About two dozen activists from the international environmental campaign group Greenpeace have climbed fences to break into a nuclear power plant in southern France.
The activists entered the state-run Electricity of France’s (EDF) Tricastin plant about 200km north of Marseille at around 03:00 GMT on Monday and projected visuals on the building, Greenpeace and police said.
The images read, “Tricastin, nuclear accident, ready to pay the price?” and “Francois Hollande: president of a catastrophe?” in reference to the French president, Isabelle Philippe, a Greenpeace spokeswoman, said.

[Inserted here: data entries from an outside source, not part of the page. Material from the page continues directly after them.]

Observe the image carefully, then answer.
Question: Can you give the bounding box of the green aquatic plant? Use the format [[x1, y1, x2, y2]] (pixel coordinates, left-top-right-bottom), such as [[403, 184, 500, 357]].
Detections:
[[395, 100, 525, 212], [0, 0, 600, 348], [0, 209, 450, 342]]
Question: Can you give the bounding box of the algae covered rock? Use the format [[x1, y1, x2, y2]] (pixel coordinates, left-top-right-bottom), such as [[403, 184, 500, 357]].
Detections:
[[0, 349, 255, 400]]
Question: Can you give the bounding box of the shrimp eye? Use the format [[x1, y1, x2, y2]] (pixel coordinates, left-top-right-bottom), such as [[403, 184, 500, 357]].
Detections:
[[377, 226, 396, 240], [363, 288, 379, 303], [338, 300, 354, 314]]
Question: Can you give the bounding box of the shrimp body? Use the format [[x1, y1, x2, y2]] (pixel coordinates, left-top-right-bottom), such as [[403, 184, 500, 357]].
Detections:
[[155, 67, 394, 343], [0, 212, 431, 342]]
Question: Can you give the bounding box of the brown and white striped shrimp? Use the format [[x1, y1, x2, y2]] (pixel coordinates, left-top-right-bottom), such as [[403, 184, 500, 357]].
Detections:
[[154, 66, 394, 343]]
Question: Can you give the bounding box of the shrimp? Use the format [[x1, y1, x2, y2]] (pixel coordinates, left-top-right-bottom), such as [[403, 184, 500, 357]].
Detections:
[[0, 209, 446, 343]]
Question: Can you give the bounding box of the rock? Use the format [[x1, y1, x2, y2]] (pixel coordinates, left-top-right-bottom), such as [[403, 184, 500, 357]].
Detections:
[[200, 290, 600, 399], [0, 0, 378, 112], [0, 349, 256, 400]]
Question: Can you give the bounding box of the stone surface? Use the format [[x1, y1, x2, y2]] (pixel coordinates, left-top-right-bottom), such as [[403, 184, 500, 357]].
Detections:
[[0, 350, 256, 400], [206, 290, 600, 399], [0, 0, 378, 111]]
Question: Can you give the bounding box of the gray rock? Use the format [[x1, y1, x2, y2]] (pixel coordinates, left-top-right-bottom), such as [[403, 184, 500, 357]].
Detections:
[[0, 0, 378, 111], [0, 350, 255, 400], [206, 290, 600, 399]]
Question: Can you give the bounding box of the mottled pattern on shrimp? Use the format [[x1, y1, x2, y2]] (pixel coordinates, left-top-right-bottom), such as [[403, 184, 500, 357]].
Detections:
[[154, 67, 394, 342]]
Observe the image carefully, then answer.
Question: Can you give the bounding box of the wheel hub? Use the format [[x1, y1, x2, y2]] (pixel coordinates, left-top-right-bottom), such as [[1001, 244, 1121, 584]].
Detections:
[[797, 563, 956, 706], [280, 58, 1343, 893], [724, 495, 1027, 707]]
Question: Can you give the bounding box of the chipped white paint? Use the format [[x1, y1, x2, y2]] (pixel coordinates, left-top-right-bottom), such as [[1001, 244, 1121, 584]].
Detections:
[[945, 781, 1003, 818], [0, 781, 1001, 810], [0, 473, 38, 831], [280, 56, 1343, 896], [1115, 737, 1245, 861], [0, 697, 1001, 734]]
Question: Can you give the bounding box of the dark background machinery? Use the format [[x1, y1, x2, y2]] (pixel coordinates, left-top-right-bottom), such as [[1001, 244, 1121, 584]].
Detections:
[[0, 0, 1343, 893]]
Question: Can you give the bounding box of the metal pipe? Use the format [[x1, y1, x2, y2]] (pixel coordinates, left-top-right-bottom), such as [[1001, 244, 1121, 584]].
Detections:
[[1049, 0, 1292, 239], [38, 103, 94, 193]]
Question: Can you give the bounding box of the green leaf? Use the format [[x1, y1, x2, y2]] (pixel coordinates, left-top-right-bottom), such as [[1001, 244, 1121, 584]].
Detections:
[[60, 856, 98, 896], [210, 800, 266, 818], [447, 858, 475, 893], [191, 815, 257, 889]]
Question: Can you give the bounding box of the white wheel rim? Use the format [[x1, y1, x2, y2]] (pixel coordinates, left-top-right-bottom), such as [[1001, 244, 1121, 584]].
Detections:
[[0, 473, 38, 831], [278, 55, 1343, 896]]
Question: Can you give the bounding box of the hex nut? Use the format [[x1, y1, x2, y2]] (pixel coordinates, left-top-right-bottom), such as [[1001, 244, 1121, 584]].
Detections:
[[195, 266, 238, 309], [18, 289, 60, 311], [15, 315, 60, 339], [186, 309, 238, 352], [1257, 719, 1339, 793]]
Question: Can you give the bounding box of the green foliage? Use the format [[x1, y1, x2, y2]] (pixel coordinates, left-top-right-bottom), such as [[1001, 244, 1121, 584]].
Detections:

Twelve of the activists were arrested more than two hours later, according to EDF, which runs the country’s atomic power plants.
A spokesman for the interior ministry said the activists “were not able to access the plant’s sensitive areas, notably command rooms”.
“It’s a media stunt that poses no security danger,” said spokesman Pierre-Henry Brandet.
‘Immediately detected’
Brandet said that the activists, who divided into three groups upon entering the plant, “were immediately detected” and that about 50 gendarmes were deployed to arrest the remaining trespassers.
Speaking at a news conference French President Francois Hollande said France is very much attached to nuclear safety, and that everything was being done “to assure us that this nuclear safety is absolutely respected.”
Members of the environmental anti-nuclear group have staged several break-ins at French nuclear plants in recent years in an effort to highlight the “dangers of atomic power” and to expose “security problems at the power stations”.
In May 2012, an activist with the group flew into the grounds of the Bugey plant in southeastern France using a hang glider in a stunt aimed at revealing alleged security flaws.
He flew over the plant, threw a smoke bomb and landed inside before being arrested.
In December 2011, nine activists broke into the Nogent-sur-Seine plant 95km southeast of Paris. Most were quickly arrested, but two managed to evade capture for nearly two hours.
France is heavily reliant on nuclear power, with its 58 nuclear reactors producing some 75 percent of the nation’s electricity. Hollande pledged to cut the share of nuclear energy in the country’s electricity mix to 50 percent by 2025.
He also wants to close the country’s oldest plant at Fessenheim, near the German border, by 2017.